Puri goes on to connect the modern Gurjars with the ancient Gurjaras.

== Capital before Kannauj ==

The Gurjara-Pratiharas established their control over the important city of Kanyakubja (modern Kannauj), and are noted for their involvement in the Tripartite Struggle for its control. Earlier colonial scholars believed that before establishing their control over Kannauj, the Gurjara-Pratiharas ruled Bhinmal (as mentioned in the writings of Xuanzang).

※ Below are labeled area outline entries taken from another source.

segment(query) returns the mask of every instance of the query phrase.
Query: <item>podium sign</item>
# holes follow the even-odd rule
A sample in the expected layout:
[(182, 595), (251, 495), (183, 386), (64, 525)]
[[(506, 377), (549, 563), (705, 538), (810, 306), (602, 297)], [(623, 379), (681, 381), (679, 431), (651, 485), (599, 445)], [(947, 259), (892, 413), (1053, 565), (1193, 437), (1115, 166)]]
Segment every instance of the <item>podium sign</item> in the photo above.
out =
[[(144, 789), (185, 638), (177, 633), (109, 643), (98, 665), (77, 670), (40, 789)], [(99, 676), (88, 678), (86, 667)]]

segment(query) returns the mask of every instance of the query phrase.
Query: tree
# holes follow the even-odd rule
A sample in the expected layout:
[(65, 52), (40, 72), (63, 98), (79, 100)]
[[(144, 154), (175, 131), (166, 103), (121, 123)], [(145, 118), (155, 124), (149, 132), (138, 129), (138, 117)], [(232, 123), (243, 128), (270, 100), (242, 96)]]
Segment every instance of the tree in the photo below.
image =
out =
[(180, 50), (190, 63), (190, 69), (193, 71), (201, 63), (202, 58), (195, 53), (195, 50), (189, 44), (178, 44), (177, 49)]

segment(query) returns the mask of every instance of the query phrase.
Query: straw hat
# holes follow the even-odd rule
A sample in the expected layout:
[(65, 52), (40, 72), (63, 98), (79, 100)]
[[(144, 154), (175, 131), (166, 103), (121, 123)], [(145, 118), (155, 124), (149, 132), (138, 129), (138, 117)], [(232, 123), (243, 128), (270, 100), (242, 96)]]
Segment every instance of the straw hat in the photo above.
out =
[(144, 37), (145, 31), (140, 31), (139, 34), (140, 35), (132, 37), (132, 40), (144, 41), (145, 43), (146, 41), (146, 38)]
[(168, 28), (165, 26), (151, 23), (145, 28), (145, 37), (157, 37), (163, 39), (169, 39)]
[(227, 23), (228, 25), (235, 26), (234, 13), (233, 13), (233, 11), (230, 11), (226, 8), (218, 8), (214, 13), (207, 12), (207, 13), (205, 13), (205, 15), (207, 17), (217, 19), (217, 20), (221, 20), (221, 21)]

However, the discovery of the 871 CE Sanjan copper-plates and other evidence has now led historians to believe that the original Gurjara-Pratihara capital was at Ujjayini (modern Ujjain) in Avanti region. The Sanjan inscription of the Rashtrakuta ruler Amoghavarsha states that his ancestor Dantidurga (r. 735–756 CE) performed a religious ceremony at Ujjayani. At that time, the king of Gurjara-desha (Gurjara country) acted as his door-keeper (pratihara). The usage of the word pratihara seems to be a word play, suggesting that the Rashtrakuta king subdued the Gurjara-Pratihara king who was ruling Avanti at that time. In addition, the Jain Harivaṃśa names one Vatsaraja as the ruler of Avanti as a contemporary of Indrayudha of Kannauj. Historians have identified this king as the Gurjara-Pratihara ruler Vatsaraja.